Zarathoustra sent bien qu’il y a en lui un prêtre, qu’il est lui-même le prêtre d’une religion nouvelle.

    Voici des prêtres ; et, bien que ce soient nos ennemis, passez devant eux silencieusement et l’épée dans le fourreau !
    Parmi eus aussi il y a des héros ; beaucoup d’entre eus soutinrent trop ; — c’est pourquoi ils veulent faire souffrir les autres…
    Mais mon sang est parent du leur ; et je veux que mon sang soit honoré même dans le leur.


Zarathoustra plaint les prêtres, qui sont prisonniers ; celui qu’ils appellent Sauveur les a mis aux fers, aux fers des valeurs fausses et des paroles illusoires. « Ah ! que quelqu’un les sauve de leur Sauveur ! »

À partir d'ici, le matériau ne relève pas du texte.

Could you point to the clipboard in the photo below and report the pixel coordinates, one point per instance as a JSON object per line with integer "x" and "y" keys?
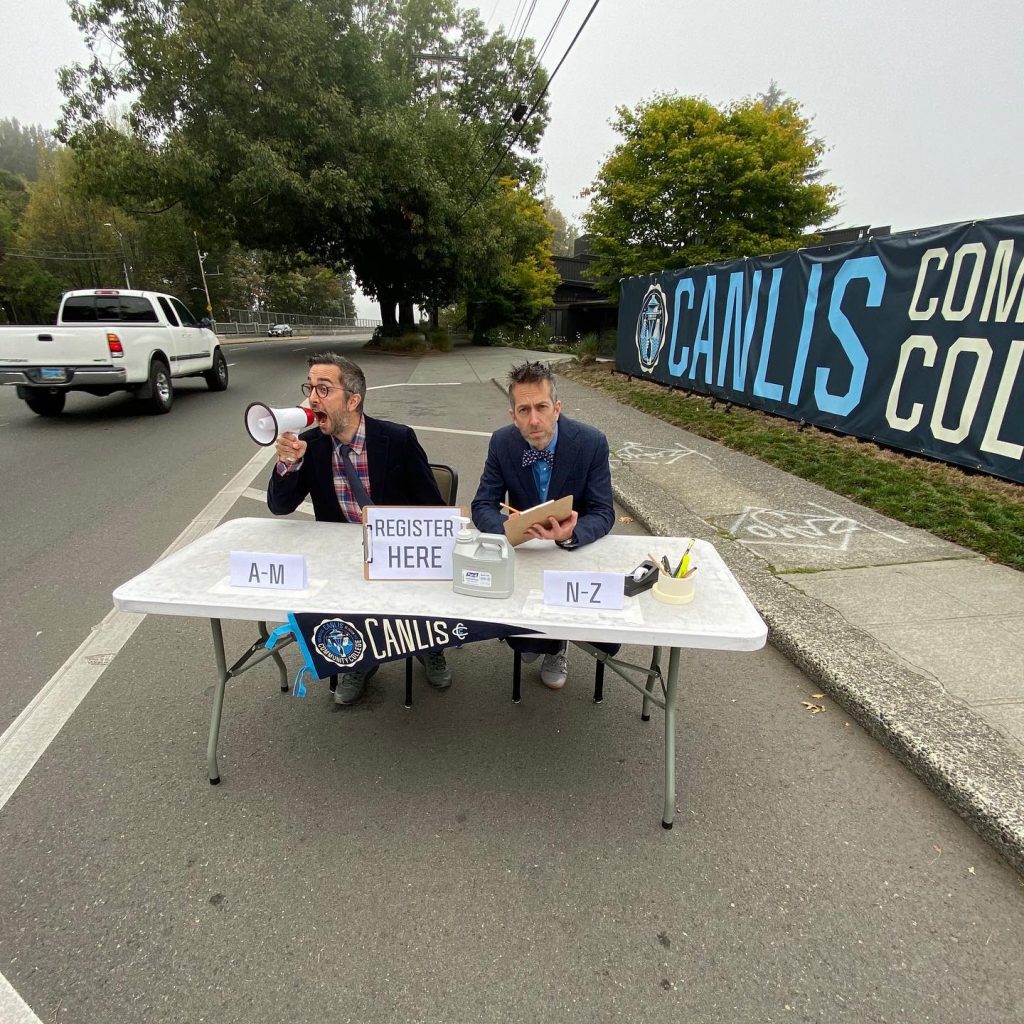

Sur le chemin qu’ils suivaient, ils ont inscrit des signes de sang, et leur Jésus enseignait qu’avec le sang et par le sang on témoigne de la vérité.

    Mais le sang est le plus mauvais témoin de la vérité…
    Et lorsque quelqu’un traverse le feu pour sa doctrine, qu’est-ce que cela prouve ? C’est bien autre chose, en vérité, quand du propre incendie surgit la propre doctrine !


Zarathoustra s’est incendié lui-même, par le doute, par la négation, par le grand mépris, par le grand amour ; il a mis le feu aux tables de valeurs qu’il avait trouvées en lui-même, legs du passé, tradition séculaire, et des flammes qui ont tout consumé est sortie sa propre doctrine d’avenir.

Zarathoustra prêche, à la fois, non seulement la religion de l’éternité, mais la morale de l’immanence, sans sanction ; ce négateur de la vertu se fait de la vertu la plus haute idée, la même idée que Guyau. Il lance son ironie contre ceux qui attendent une récompense :

    Vous voulez encore être payés, ô vertueux ! Vous voulez être récompensés de votre vertu, avoir le ciel en place de la terre, et de l’éternité en place de votre aujourd’hui ?
    Et maintenant vous m’en voulez de ce que j’enseigne qu’il n’y a ni rétributeur, ni comptable. Et, en vérité, je n’enseigne même pas que la vertu soit sa propre récompense.